A regulatory taxonomy? 'The World of Regulatory Agencies: Institutional Varieties and Administrative Traditions' (EPSA 2013 Annual General Conference Paper 786) by Andrea C. Bianculli, Xavier Fernández-i-Marín and Jacint Jordana "
introduces a dataset of de jure institutional characteristics of regulatory agencies in more than 100 countries and 16 sectors".
This paper introduces a new dataset on the institutional characteristics of
regulatory agencies, which aims to scrutinize the variety of specialized regulatory
institutions existing in the world in the year 2010. The dataset covers
115 countries and 16 different sectors. The dataset measures a number of institutional
features and organizational aspects of regulatory agencies. How
formal relations with other political institutions are designed, or the scope
of responsibilities and powers assigned, are some of the dimensions considered
among the variables identified. This paper details how the dataset was
constructed, discusses the selected variables and the criteria established for
designing the sample, as well as some of the methodological problems that
arose when identifying and selecting the data.
In so doing, and based on the literature on administrative traditions, the
paper offers a preliminary analysis of the extent to which the diffusion of
regulatory agencies in the last 20 years has led to similar organizational and
institutional patterns across countries, or whether existing administrative
traditions exerted a major influence on the final regulatory agency model
adopted. To disentangle the relation, the analysis focuses on seven particular
administrative traditions - Napoleonic, Anglo-Saxon, Latin American, Postcolonial,
Germanic, Scandinavian and East Asian, on the one hand, and
discusses the role of civil society in regulatory agencies, political autonomy over agencies and the degree of bureaucratic autonomy of agencies, on the
other.
Results show that countries from different administrative traditions have
adapted the institutional model of regulatory agencies and have developed
new institutions more according to their traditions, specially with regards
to the involvement of society and the bureaucratic autonomy of the organizations.
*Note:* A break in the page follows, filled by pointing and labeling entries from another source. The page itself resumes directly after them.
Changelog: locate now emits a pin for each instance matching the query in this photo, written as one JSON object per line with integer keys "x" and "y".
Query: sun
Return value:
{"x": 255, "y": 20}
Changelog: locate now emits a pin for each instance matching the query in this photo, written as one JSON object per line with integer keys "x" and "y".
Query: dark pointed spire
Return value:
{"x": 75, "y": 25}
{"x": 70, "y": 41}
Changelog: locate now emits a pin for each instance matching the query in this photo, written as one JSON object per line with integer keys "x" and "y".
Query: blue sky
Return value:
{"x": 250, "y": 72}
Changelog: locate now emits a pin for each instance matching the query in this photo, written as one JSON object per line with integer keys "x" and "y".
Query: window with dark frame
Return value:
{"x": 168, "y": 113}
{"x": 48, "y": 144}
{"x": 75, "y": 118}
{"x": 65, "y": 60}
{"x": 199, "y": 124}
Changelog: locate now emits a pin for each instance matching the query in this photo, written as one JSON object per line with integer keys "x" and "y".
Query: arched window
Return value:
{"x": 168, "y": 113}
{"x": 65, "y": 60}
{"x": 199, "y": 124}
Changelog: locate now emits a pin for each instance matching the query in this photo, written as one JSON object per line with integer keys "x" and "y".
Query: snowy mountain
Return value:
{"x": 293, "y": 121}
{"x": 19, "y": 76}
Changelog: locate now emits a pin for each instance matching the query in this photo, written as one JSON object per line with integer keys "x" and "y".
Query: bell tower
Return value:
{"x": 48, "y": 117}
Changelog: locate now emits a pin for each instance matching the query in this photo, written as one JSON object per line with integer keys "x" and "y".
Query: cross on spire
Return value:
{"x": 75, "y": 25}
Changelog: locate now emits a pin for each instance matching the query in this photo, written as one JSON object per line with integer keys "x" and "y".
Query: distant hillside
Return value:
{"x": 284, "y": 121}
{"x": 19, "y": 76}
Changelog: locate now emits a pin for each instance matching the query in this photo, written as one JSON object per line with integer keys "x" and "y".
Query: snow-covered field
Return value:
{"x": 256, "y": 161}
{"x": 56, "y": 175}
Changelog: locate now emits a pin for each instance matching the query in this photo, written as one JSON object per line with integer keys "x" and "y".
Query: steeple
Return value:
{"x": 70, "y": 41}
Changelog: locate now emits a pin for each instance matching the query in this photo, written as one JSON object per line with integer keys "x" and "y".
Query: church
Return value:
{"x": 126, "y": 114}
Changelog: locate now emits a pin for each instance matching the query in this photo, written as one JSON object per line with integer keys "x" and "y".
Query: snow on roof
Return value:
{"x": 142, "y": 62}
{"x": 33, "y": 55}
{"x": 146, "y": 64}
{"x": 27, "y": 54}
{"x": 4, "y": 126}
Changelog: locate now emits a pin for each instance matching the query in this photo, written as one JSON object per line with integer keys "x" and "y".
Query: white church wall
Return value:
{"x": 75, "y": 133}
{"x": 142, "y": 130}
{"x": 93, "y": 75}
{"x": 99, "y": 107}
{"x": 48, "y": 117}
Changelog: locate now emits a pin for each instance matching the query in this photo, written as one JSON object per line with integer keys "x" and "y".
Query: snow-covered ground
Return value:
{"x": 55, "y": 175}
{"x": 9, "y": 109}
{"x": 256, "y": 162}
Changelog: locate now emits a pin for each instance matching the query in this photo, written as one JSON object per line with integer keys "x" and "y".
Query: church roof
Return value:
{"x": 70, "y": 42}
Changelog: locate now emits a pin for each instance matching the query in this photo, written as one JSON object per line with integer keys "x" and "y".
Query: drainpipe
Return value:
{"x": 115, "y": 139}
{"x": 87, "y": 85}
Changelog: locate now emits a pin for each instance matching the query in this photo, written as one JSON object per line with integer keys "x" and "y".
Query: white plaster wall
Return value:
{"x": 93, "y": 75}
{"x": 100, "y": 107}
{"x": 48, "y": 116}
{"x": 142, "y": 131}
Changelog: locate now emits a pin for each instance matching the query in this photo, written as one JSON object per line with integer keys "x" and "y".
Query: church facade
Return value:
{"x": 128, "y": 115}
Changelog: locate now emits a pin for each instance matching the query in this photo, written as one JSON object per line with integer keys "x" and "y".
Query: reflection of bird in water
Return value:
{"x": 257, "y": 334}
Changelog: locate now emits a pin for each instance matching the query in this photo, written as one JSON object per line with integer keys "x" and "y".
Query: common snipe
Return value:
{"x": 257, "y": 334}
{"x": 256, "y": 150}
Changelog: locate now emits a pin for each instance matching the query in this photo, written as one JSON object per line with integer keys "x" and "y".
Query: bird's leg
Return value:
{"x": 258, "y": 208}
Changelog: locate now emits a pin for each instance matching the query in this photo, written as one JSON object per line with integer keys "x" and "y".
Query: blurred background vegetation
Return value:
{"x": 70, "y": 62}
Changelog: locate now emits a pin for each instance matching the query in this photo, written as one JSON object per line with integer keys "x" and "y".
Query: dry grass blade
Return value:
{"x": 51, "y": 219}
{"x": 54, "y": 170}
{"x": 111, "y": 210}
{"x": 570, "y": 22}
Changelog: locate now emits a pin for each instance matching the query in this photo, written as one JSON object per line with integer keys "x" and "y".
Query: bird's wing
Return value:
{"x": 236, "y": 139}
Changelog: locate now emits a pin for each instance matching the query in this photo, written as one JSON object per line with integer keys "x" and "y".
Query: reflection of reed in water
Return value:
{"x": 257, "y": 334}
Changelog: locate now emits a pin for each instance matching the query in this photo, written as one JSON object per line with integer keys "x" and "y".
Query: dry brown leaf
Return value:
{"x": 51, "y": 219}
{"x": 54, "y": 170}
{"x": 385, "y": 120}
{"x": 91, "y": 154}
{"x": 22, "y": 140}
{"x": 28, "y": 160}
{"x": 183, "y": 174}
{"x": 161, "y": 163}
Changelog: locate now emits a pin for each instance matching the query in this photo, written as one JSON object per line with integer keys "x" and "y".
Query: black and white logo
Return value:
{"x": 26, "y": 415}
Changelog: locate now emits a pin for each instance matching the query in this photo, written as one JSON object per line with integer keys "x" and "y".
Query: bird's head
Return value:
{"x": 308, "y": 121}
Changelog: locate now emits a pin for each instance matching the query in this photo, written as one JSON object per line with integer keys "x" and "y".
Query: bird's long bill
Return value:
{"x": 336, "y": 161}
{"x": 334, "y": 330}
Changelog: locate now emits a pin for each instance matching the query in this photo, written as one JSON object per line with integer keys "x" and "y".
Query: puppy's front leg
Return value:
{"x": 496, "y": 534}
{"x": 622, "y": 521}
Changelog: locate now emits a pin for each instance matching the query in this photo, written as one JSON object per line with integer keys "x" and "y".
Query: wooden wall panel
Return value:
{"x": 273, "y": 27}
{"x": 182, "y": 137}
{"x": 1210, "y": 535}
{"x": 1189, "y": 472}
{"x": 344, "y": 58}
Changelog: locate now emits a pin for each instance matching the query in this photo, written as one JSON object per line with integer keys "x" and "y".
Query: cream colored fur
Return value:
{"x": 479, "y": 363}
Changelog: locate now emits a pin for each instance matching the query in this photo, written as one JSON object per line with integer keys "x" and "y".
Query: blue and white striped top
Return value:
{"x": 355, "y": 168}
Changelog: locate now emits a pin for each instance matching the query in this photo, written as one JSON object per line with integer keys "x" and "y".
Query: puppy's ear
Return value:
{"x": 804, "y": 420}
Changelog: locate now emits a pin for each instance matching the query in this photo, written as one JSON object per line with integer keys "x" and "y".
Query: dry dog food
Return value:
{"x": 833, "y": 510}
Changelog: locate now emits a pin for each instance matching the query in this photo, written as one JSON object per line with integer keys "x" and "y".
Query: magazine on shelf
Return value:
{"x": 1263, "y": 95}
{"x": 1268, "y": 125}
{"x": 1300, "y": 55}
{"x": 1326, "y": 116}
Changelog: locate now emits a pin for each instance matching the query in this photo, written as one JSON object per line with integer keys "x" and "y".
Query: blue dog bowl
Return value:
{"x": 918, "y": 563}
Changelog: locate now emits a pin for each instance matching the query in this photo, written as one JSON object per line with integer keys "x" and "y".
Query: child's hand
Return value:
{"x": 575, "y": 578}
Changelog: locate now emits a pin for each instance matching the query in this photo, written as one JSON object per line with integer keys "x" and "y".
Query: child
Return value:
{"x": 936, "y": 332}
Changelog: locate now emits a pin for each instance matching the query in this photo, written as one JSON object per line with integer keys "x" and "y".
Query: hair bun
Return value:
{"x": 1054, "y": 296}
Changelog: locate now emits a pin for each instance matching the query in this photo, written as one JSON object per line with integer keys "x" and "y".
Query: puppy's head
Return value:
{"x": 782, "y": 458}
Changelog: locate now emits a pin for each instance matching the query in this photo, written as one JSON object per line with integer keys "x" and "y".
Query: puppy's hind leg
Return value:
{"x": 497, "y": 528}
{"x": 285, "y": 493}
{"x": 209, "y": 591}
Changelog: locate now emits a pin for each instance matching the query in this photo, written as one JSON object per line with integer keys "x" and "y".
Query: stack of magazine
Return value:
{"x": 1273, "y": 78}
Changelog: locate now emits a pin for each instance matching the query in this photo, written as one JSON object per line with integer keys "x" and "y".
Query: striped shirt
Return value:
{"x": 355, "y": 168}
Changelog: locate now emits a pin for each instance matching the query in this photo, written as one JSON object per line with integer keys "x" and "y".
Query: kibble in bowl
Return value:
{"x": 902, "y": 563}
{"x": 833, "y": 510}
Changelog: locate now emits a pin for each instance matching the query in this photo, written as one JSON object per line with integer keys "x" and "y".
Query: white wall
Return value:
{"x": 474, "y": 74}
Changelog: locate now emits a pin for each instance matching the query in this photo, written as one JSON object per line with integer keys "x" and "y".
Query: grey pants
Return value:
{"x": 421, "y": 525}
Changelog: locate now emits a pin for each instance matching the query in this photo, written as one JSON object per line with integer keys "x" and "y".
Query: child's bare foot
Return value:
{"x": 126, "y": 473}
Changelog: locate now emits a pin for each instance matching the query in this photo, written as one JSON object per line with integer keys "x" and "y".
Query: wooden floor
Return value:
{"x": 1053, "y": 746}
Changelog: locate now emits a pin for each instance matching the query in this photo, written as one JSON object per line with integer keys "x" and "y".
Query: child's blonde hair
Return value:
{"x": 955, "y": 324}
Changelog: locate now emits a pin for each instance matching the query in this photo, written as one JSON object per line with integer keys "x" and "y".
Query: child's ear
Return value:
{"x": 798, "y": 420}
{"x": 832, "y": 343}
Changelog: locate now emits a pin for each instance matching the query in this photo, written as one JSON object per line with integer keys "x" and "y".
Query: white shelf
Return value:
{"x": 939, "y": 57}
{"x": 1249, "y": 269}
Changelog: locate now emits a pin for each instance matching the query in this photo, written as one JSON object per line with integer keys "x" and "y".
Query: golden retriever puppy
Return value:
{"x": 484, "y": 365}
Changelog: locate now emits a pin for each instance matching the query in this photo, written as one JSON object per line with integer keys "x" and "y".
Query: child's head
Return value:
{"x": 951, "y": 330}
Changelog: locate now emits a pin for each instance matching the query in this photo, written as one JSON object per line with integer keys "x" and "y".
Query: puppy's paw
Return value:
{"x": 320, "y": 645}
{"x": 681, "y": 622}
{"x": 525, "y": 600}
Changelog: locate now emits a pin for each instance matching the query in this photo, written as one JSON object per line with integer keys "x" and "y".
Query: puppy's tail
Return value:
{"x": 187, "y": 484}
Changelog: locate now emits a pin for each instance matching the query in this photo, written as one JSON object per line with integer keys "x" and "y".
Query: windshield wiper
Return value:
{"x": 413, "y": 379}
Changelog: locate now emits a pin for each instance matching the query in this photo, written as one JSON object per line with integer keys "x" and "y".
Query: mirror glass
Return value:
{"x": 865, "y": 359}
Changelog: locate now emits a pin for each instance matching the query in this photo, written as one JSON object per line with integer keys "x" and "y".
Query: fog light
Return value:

The paper is aimed at understanding both the mechanisms of differentiation in institutional settings that countries with differentiated administrative
traditions have used as well as to understand the process of diffusion of regulatory agencies in several countries.
The paper is organized as follows: Section 2 presents the theoretical
framework on administrative traditions and models of institutional design of
political institutions. Section 3 describes the process of data acquisition and
the challenges of the database. The analysis of the institutional adoption
of regulatory agencies by administrative is performed in Section 4, while
Section 5 discusses the findings and concludes.